As might be expected all the patient's symptoms were immediately relieved by the operation. He was up in a few days, his wound healed beautifully, and the union in the lower jaw is, as you will see, perfect, the same having been treated for me by Dr. Prinz the day after the operation, by the teeth being wired together, laterally as well as the upper to the lower. The patient was out of the hospital in a few days, and is now shown you seven weeks after the operation.

The diagnosis, sub-lingual cyst, can be regarded as of clinical significance only, and while a more exact differential diagnosis is scarcely of practical interest, under circumstances like those which surrounded this case, still it is of sufficient scientific interest to justify a few words in this connection.

The tumor under discussion can hardly be a cyst originating in a salivary gland, or duct. These are never of large size, they contain saliva, and tend to spontaneous cure in one of two ways.
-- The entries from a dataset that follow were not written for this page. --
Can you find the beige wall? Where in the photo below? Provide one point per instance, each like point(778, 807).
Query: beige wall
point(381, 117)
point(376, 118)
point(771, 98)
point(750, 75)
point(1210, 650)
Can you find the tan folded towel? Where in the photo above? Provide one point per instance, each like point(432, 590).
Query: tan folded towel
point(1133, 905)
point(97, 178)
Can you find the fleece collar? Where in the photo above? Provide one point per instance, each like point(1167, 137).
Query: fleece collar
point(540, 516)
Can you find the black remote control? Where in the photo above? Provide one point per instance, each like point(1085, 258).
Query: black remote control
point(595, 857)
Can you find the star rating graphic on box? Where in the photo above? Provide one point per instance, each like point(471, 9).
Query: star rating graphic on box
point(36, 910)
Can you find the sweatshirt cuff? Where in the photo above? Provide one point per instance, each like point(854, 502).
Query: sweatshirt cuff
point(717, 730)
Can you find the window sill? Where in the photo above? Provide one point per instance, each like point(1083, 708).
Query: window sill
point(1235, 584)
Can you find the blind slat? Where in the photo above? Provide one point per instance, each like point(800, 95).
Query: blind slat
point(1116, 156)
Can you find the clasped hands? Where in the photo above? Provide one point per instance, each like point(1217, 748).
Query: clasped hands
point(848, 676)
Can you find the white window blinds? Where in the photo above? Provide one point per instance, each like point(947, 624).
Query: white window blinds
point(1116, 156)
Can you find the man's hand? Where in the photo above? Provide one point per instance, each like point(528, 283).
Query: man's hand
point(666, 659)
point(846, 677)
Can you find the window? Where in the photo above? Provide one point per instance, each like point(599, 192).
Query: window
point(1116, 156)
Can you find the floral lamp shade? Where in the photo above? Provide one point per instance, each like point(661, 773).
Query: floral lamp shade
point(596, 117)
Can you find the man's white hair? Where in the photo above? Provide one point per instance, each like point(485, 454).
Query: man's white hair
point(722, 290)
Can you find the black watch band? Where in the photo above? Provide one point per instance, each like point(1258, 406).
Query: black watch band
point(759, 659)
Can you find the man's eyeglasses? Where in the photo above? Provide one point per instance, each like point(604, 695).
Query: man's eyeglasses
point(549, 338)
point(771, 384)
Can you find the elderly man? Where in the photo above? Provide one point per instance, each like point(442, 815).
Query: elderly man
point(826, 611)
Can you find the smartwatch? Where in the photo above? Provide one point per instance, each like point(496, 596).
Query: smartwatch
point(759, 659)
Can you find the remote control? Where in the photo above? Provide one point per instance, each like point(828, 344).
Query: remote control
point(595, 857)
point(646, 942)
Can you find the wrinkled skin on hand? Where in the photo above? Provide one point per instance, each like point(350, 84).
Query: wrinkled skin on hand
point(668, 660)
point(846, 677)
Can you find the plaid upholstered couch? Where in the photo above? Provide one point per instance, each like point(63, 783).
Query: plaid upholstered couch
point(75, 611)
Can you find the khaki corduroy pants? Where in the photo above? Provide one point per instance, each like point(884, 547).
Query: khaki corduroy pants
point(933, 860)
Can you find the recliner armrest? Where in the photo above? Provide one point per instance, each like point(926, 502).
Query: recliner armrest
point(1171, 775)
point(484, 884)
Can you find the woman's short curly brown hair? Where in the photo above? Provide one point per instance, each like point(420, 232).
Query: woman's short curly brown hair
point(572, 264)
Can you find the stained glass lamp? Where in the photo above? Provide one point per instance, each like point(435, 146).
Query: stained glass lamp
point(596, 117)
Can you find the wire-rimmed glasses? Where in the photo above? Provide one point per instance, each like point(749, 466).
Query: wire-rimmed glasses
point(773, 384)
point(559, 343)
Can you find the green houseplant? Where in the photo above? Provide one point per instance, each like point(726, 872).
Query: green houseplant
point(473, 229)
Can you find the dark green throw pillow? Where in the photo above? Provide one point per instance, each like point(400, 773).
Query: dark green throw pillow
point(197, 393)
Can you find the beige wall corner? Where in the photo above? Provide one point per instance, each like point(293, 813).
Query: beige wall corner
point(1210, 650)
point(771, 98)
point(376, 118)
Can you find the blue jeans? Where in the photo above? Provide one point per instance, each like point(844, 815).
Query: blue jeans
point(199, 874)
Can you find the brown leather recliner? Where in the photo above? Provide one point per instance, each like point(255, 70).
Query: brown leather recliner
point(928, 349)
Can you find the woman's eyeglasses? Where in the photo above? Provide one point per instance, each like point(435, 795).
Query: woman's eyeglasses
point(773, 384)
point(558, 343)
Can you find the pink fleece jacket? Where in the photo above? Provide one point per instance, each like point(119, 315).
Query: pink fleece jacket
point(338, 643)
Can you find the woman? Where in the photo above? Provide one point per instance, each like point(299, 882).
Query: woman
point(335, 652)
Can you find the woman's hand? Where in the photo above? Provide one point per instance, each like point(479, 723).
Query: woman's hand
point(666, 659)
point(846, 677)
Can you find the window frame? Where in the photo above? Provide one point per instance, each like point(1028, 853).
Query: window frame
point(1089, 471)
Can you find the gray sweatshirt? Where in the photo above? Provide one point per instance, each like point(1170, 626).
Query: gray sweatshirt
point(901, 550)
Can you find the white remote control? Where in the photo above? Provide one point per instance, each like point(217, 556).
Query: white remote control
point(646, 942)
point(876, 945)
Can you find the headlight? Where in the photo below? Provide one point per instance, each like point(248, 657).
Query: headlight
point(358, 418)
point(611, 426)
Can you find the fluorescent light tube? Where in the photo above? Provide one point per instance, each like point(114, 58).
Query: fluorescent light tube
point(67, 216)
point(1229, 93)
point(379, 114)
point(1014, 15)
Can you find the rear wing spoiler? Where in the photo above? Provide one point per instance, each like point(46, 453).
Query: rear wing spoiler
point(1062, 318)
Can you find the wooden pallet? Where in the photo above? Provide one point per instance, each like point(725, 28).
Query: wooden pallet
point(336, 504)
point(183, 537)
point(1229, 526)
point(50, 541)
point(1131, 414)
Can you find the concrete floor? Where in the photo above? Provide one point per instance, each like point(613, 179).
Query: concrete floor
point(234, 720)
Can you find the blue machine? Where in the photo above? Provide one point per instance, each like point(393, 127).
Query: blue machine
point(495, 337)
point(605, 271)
After the pressure reaches a certain point, the gland which supplies it will atrophy: while a cyst of a duct frequently bursts and leaves a salivary fistula, or else shrinks and disappears.

A thyro-glossal cyst does not resemble that under discussion, because it is multilocular, lies exactly in the middle line, and where it is under the tongue at all, occupies the fat space between epiglottis and the hyoid bone. When examined under the microscope it is seen to be lined with ciliated columnar epithelium.

The dermoids on the floor of the mouth present a clinical picture which does not answer to that here presented. They lie exactly in the middle line, are of yellowish color, possess a consistence which is similar to that of putty, and according to Rosenberg (Deutsch. Med. Woch. 1894) originate in the mesobranchial space.

The fourth cyst form to be considered in this connection is the ranula, of which form we have here, undoubtedly, an example.